Since the mid 1960’s we have been hearing all the glorified reasons why solar energy is going to be the undisputed champion of cheap, renewable energy production that will save us all from the potential negative environmental effects of other energy sources such as oil, coal and nuclear energy.
But now that a full 40 years have gone by since we originally started touting the reliable effectiveness of a near endless supply of safe, clean energy available to us directly from our closest star, it’s time to take a fair assessment of whether solar energy has truly lived up to expectations and actually proven itself to be the opulent boon it was predicted to be.

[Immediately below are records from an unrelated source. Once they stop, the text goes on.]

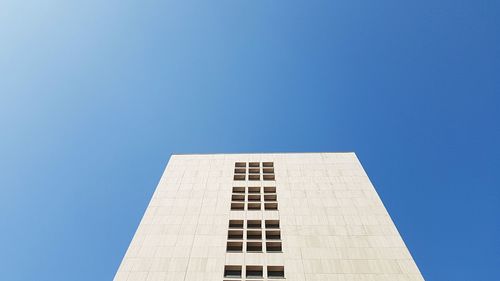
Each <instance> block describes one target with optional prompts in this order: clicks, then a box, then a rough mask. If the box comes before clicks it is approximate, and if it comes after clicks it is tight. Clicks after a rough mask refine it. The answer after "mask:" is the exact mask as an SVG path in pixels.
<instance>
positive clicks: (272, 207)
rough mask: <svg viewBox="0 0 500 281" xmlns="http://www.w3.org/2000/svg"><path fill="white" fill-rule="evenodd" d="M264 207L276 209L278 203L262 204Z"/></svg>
mask: <svg viewBox="0 0 500 281" xmlns="http://www.w3.org/2000/svg"><path fill="white" fill-rule="evenodd" d="M264 209H265V210H278V203H276V202H274V203H265V204H264Z"/></svg>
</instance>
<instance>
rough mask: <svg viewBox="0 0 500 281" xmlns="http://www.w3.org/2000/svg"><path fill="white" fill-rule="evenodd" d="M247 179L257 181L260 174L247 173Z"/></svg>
mask: <svg viewBox="0 0 500 281" xmlns="http://www.w3.org/2000/svg"><path fill="white" fill-rule="evenodd" d="M248 179H249V180H251V181H259V180H260V175H248Z"/></svg>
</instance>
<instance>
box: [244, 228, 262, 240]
mask: <svg viewBox="0 0 500 281" xmlns="http://www.w3.org/2000/svg"><path fill="white" fill-rule="evenodd" d="M247 239H259V240H261V239H262V231H260V230H247Z"/></svg>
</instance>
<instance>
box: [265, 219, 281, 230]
mask: <svg viewBox="0 0 500 281" xmlns="http://www.w3.org/2000/svg"><path fill="white" fill-rule="evenodd" d="M266 228H268V229H269V228H271V229H272V228H280V221H279V220H266Z"/></svg>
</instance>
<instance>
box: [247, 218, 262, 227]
mask: <svg viewBox="0 0 500 281" xmlns="http://www.w3.org/2000/svg"><path fill="white" fill-rule="evenodd" d="M261 227H262V223H261V221H260V220H248V221H247V228H261Z"/></svg>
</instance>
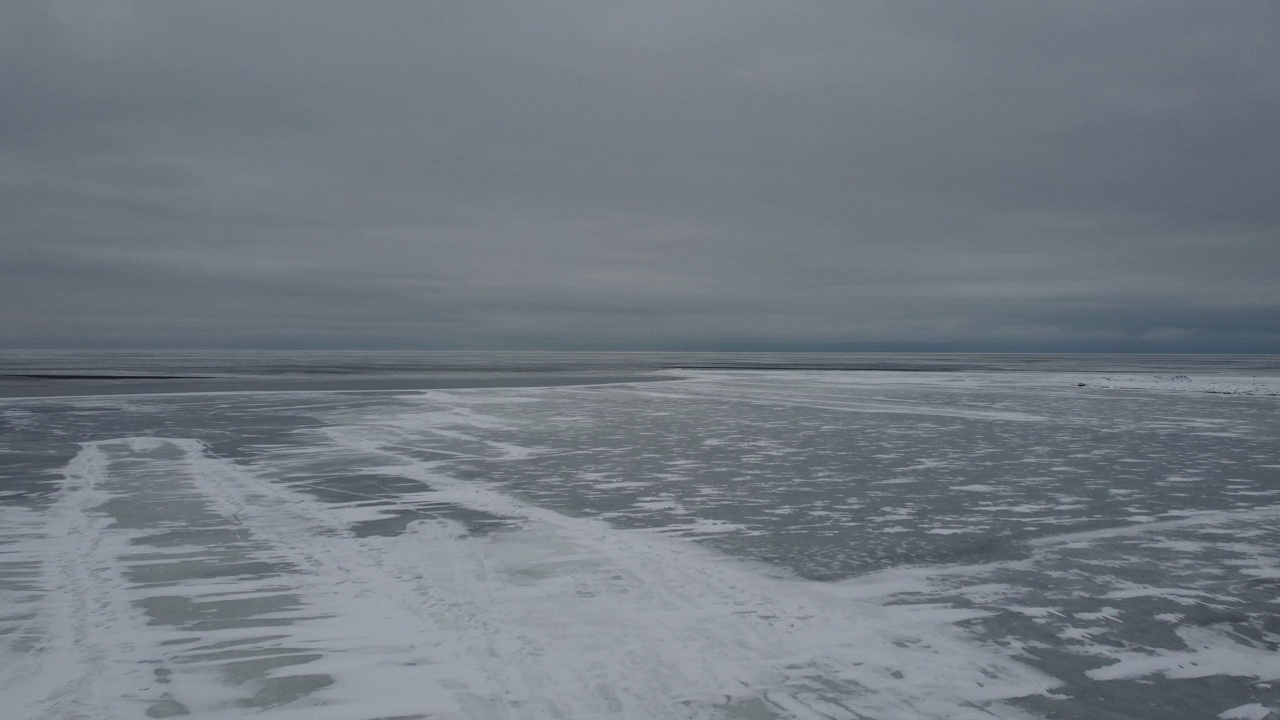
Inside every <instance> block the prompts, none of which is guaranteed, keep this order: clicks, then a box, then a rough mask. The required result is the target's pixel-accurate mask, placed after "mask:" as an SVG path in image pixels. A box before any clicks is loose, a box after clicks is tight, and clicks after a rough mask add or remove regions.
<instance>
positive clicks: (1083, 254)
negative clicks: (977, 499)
mask: <svg viewBox="0 0 1280 720" xmlns="http://www.w3.org/2000/svg"><path fill="white" fill-rule="evenodd" d="M1277 37H1280V4H1276V3H1272V1H1244V0H1242V1H1236V3H1204V1H1171V0H1169V1H1152V3H1139V1H1124V0H1116V1H1110V0H1108V1H1088V0H1080V1H1071V3H1027V1H1024V0H1010V1H969V0H961V1H941V0H940V1H933V3H928V1H922V3H896V1H883V3H867V1H858V0H812V1H794V0H768V1H756V0H732V1H707V0H676V1H667V0H653V1H646V3H600V1H599V0H584V1H576V0H538V1H534V3H530V1H527V0H518V1H517V0H503V1H490V0H467V1H466V3H425V1H420V0H406V1H378V0H370V1H360V3H355V1H349V3H334V1H328V0H301V1H287V0H273V1H270V3H260V1H232V0H219V1H216V3H215V1H207V3H186V1H175V0H157V1H151V3H146V1H123V0H84V1H61V0H29V1H28V0H13V1H5V3H0V347H6V348H40V347H49V348H205V347H207V348H255V347H262V348H425V350H434V348H440V350H447V348H458V350H483V348H494V350H498V348H540V350H554V348H564V350H577V348H584V350H585V348H590V350H983V351H1138V352H1162V351H1170V352H1181V351H1190V352H1280V42H1277V41H1276V38H1277Z"/></svg>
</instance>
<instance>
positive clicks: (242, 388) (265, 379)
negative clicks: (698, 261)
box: [0, 373, 676, 397]
mask: <svg viewBox="0 0 1280 720" xmlns="http://www.w3.org/2000/svg"><path fill="white" fill-rule="evenodd" d="M669 379H676V378H673V377H671V375H654V374H599V373H457V374H439V375H434V377H408V378H369V377H362V378H352V377H326V378H297V379H294V378H279V377H276V378H262V379H246V378H218V377H209V375H113V374H79V373H78V374H61V373H23V374H9V375H0V397H73V396H82V395H160V393H195V392H343V391H352V392H370V391H381V392H394V391H416V389H462V388H486V387H552V386H589V384H609V383H639V382H655V380H669Z"/></svg>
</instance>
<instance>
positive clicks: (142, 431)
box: [0, 372, 1280, 720]
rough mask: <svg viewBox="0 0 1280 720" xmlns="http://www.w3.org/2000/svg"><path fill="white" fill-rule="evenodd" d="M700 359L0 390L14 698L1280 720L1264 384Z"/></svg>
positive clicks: (340, 713)
mask: <svg viewBox="0 0 1280 720" xmlns="http://www.w3.org/2000/svg"><path fill="white" fill-rule="evenodd" d="M681 377H682V379H673V380H672V382H662V383H632V384H607V386H581V387H572V386H570V387H543V388H489V389H451V391H447V392H445V391H424V392H403V393H378V392H291V393H270V392H252V393H195V395H131V396H97V397H59V398H9V400H4V401H0V423H3V428H4V434H3V436H0V437H3V443H4V456H5V459H6V466H5V470H4V473H5V479H4V480H3V483H4V484H0V648H3V650H0V652H3V655H0V701H3V705H4V707H6V708H8V710H6V712H8V714H9V715H6V716H13V717H22V719H26V717H32V719H36V717H41V719H44V717H49V719H63V717H145V716H151V717H165V716H191V717H201V719H206V717H207V719H218V717H244V716H247V715H252V716H261V717H271V719H276V717H280V719H287V717H308V719H310V717H332V719H351V720H365V719H370V720H371V719H379V717H458V719H467V717H476V719H489V717H572V719H577V717H581V719H586V717H636V719H650V717H653V719H663V717H673V719H690V717H708V719H716V717H719V719H733V717H739V719H769V717H797V719H831V717H850V719H852V717H876V719H915V717H940V719H941V717H960V719H965V717H973V719H978V717H983V719H989V717H1010V719H1015V717H1038V716H1046V717H1102V716H1111V717H1152V719H1153V717H1257V719H1261V717H1267V716H1275V715H1276V708H1277V707H1280V691H1277V683H1280V653H1277V647H1280V625H1277V623H1276V620H1275V619H1276V616H1277V612H1276V610H1277V607H1276V603H1277V596H1280V592H1277V591H1280V523H1277V520H1280V497H1277V496H1280V482H1277V479H1280V475H1277V473H1280V447H1277V443H1276V439H1275V438H1276V437H1280V414H1277V413H1276V410H1277V406H1276V397H1275V396H1274V388H1275V387H1276V383H1275V382H1274V380H1268V379H1266V378H1262V379H1257V378H1251V379H1248V380H1244V379H1240V378H1208V379H1204V380H1192V379H1190V378H1187V379H1185V382H1184V380H1183V379H1170V380H1160V379H1153V378H1151V377H1146V378H1143V377H1137V375H1119V374H1111V375H1106V377H1107V378H1108V379H1103V377H1105V375H1103V374H1091V373H1084V372H1078V373H1018V374H1011V373H980V372H963V373H817V372H768V373H751V372H698V373H682V374H681ZM1080 383H1084V384H1083V386H1082V384H1080ZM1268 383H1270V384H1268ZM1268 391H1270V392H1272V393H1268ZM1107 714H1110V715H1107ZM1268 714H1270V715H1268Z"/></svg>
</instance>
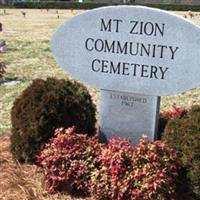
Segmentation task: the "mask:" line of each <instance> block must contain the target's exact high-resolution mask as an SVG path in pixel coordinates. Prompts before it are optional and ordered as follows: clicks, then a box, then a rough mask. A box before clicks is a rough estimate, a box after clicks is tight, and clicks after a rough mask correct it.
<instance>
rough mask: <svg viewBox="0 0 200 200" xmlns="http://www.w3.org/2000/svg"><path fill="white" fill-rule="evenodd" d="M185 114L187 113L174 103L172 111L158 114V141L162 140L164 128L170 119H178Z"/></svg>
mask: <svg viewBox="0 0 200 200" xmlns="http://www.w3.org/2000/svg"><path fill="white" fill-rule="evenodd" d="M186 114H187V111H186V110H185V109H183V108H181V107H178V106H177V105H176V104H175V103H174V104H173V105H172V110H169V111H162V112H160V119H159V126H158V139H161V138H162V135H163V132H164V130H165V127H166V125H167V123H168V121H169V120H170V119H180V118H182V117H184V116H185V115H186Z"/></svg>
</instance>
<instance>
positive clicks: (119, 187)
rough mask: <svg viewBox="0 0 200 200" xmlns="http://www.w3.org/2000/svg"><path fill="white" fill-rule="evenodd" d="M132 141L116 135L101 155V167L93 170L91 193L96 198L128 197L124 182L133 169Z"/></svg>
mask: <svg viewBox="0 0 200 200" xmlns="http://www.w3.org/2000/svg"><path fill="white" fill-rule="evenodd" d="M132 154H133V149H132V147H131V144H130V141H129V140H126V139H121V138H119V137H114V138H112V139H111V140H109V141H108V144H107V146H106V147H105V148H104V149H103V150H102V154H101V155H100V156H99V162H100V168H99V169H96V170H95V171H94V172H93V176H92V183H93V184H92V186H91V194H93V198H94V199H96V200H98V199H99V200H103V199H104V200H111V199H112V200H114V199H115V200H118V199H126V198H124V197H125V192H126V190H124V189H125V188H123V184H124V183H123V182H124V180H125V179H126V178H127V176H128V174H129V173H130V172H131V171H132V170H133V167H132V165H131V160H132Z"/></svg>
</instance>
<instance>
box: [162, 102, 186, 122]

On the positive side, solar energy "is" a renewable, alternative energy source that is clean, sustainable, renewable, and does not rely on the usage of fossil fuels for its production, nor does it have any harmful carbon emissions. So a major plus is the idea that it is fully renewable and does not pollute the atmosphere or contribute to global warming.
However, one must ask oneself, if this energy source is so clearly advantageous, then why we are still talking about it as if it is still a concept out of a science fiction thriller awaiting us somewhere in the mid to distant future. The truth is, the enormous cost of the technology is high prohibitive.
Not only are the photo cells expensive, but the initial cost to set up even a marginally decent sized solar farm is simply still astronomical, compared to other sources of energy. This is why solar energy still hasn’t taken off all across the globe as other technologies such as “wind power” and numerous experiments with organic fuels manufactured out of waste products such as ethanol can be started with much lower cost to efficiency ratios.
One huge advantage to the concept of a more diverse, dispersed grid of local production near neighborhood residences is the fact that solar energy production is the quietest of all forms of energy production, including wind. So besides being safe and clean, solar is very quiet.
However, to be perfectly honest, a negative factor that must be considered is during the actual manufacturing of the solar panels and the entire energy grid that the electricity travels through. We need to account for all waste products that arise from the actual building, transportation and setting up of the solar energy technology. This means that while pro solar pundits tout this as a clean energy, there actually is waste created and damage done to the environment building and setting up solar energy.
One of the most positive “pros” in the argument for solar energy is the ability to harness electricity in far removed and remote locations that cannot be effectively linked to a national grid. One obvious scenario is in outer space, where satellites are powered by high efficiency solar cells.
But an equally valid “con” argument against solar energy is the very fact that many locations are simply not feasible for the creation of solar power. Solar energy is only able to be generated during daylight hours, which means for approximately half of each day, solar panels are utterly useless.
Obviously A huge advantage is that sunlight is 100% free and is always consistently shining somewhere on the surface of earth, 24 hours a day, 7 days a week, 365 days a year.
However it’s equally true that seasons and weather greatly affect the efficiency of solar cells to produce electricity. This means, solar energy simply isn’t predictable, efficient, or powerful enough to reliably provide a substantial portion of our energy needs and there must continually be strategies to survive “down time” with sufficient energy storage and back up generators.
On a high note, solar systems are very low maintenance, have very few moving parts, and require very little monitoring during everyday operation.
The down side is that solar panels are very easily, negatively affected by factors such as pollution, so they don’t hold up well in cities and are considered an eyesore in residential areas where everybody would love the benefits of using the electricity, but when it comes to proposals to build a solar facility, people tend to say “Not In My Neighborhood!”
This means the additional expense and inconvenience of having to build them way out in the middle of no-where and then create a large-scale grid to effectively get the power to cities and neighborhoods that the “solar farms” weren’t able to be built in, in the first place.
So we see some real positive opportunities for solar to be an important part of our energy strategy for the future, but is it the ultimate “savior” that everyone predicted it would be 40 years ago? You’ll have to decide that for yourself.